Adaptable design principles do not only apply to floor layouts. Installing a solar photovoltaic (PV) system may take a decade to pay off through monthly savings on your hydro bills. However, solar renewable energy systems can easily last 25 years, and if you’re looking at retiring within the next 10 years, those monthly savings could make it easier for you to afford to age in place.

Flexible home design can also generate an extra income for retirement. That three-car garage was considered essential when your teens were growing up, but now that they’ve moved out on their own, that space could be renovated into an attached rental or Airbnb suite. Many young adult children and couples are struggling to earn enough money to save for their own home with today’s high rental costs, so having a comfortable private suite available, with a separate entrance, could really help them out.

Designing a more functional home for life

1. Aging in place

According to the Canadian Institute for Health Information, “Over the next 20 years, Canada’s seniors population — those age 65 and older — is expected to grow by 68%.” To counter the shortage of senior living options that is rapidly developing, an increasing number of homeowners are choosing to live independently in their later years.

Aging-in-place design principles focus on creating spaces that are safe, comfortable, and accessible for all members of your household, of any age and ability. They promote independence and enhance the quality of life.

Many of today’s two-story houses place most of their living areas, such as the primary bedroom and bathroom, upstairs. Creating a barrier-free accessible suite on the main floor, even if those rooms accommodate guests right now, is a fantastic way to include adaptable spaces that can accommodate whatever life brings. It’s an elegant alternative to installing a stair lift and generally costs a lot less than an elevator. A typical main floor accessibility floor plan includes a spacious bedroom, bathroom, living room and kitchen.

Smart lighting systems can turn energy-efficient LED fixtures on as you enter the room, and off when you leave while enhancing visibility and safety. This is particularly important for seniors with reduced vision. For ease of use, door knobs can be replaced with lever handles, push/pull bars, press lever handles, or even automatic doors. Traditional light switches will usually be replaced with rockers. Wider doorways, hallways and stairways allow for wheelchairs to move between rooms effortlessly.

Kitchens can be made more accessible by installing adjustable heights in features like worktops, cabinets and tables to accommodate changing needs.
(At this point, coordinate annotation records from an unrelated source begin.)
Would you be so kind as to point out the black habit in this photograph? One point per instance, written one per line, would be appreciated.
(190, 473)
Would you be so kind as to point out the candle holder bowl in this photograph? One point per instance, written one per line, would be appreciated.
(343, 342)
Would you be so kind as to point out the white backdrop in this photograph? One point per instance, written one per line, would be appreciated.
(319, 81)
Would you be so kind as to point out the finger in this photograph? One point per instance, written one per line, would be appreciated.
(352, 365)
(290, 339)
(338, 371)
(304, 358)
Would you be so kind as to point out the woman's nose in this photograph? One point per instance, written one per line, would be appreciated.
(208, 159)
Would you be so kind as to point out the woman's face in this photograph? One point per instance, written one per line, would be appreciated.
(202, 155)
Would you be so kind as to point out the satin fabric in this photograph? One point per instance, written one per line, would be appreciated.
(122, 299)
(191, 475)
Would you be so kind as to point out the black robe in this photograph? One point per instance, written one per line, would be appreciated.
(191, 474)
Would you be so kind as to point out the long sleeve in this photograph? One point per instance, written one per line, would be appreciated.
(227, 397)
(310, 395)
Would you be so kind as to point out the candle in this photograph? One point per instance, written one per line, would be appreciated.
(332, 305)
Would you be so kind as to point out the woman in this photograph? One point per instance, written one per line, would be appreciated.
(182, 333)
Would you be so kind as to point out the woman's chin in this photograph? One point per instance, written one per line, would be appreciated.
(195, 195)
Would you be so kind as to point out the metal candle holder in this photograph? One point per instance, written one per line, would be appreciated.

Adjustable sinks, pull-out shelving, wide pathway areas for wheelchair mobility, well-placed grab bars and nonslip floors can make kitchens safer.

In the bathrooms, removing barriers is the best way to make these spaces more accessible. Features such as grab bars, non-slip flooring, curb-less or roll-in showers, or walk-in tubs, offer both safety and convenience. Virtual assistants can summon assistance in the event of a fall or other emergency.
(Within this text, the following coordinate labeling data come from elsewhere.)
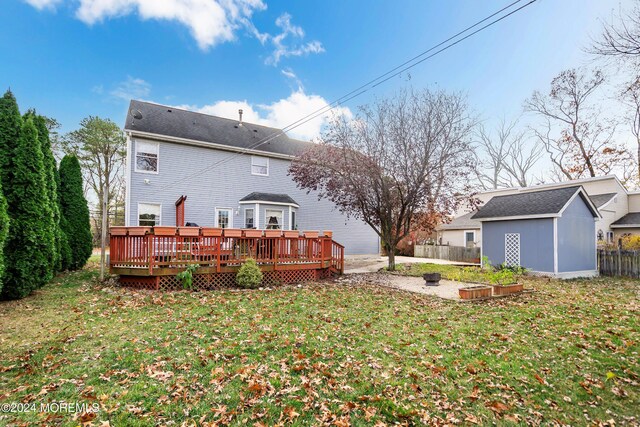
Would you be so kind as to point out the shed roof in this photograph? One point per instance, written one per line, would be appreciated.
(632, 219)
(600, 200)
(175, 122)
(539, 204)
(269, 197)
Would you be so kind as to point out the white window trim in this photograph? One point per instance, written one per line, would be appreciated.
(260, 174)
(148, 203)
(266, 223)
(135, 158)
(230, 210)
(245, 217)
(465, 236)
(613, 236)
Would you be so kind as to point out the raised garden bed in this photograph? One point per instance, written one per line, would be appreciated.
(475, 292)
(432, 279)
(502, 290)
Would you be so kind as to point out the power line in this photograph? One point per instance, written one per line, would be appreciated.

2. Changing family situations

Children grow up, some leave for post-secondary education, and most eventually move out of the home permanently.
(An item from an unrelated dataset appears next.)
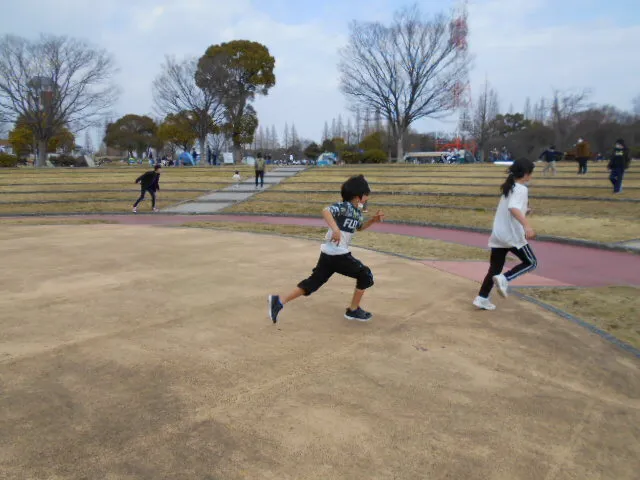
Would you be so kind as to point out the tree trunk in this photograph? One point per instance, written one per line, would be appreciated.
(42, 153)
(203, 154)
(400, 148)
(237, 153)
Many married adult children are struggling to save for a home and welcome the opportunity to move into a suite to reduce their living expenses. One of your parents may move into a suite after the loss of a spouse. According to the 2021 Census, “Multigenerational households have increased in number by 50% since 2001 – much higher than the overall increase of 30%.”

A family home often begins with one or two people. It can swell to six or seven as children are added or extended family arrangements are made, then slowly decrease to two again, or eventually one. Adaptable design anticipates the many roles your home’s spaces may have to fulfill over the years and includes flexible room functionality so that each can deliver the maximum value over several iterations.

The takeaway

If you’re designing a custom home, or planning a renovation, an emphasis on adaptable spaces and flexible solutions offers an exciting opportunity for creating a home that not only meets your current needs but also anticipates future challenges and opportunities.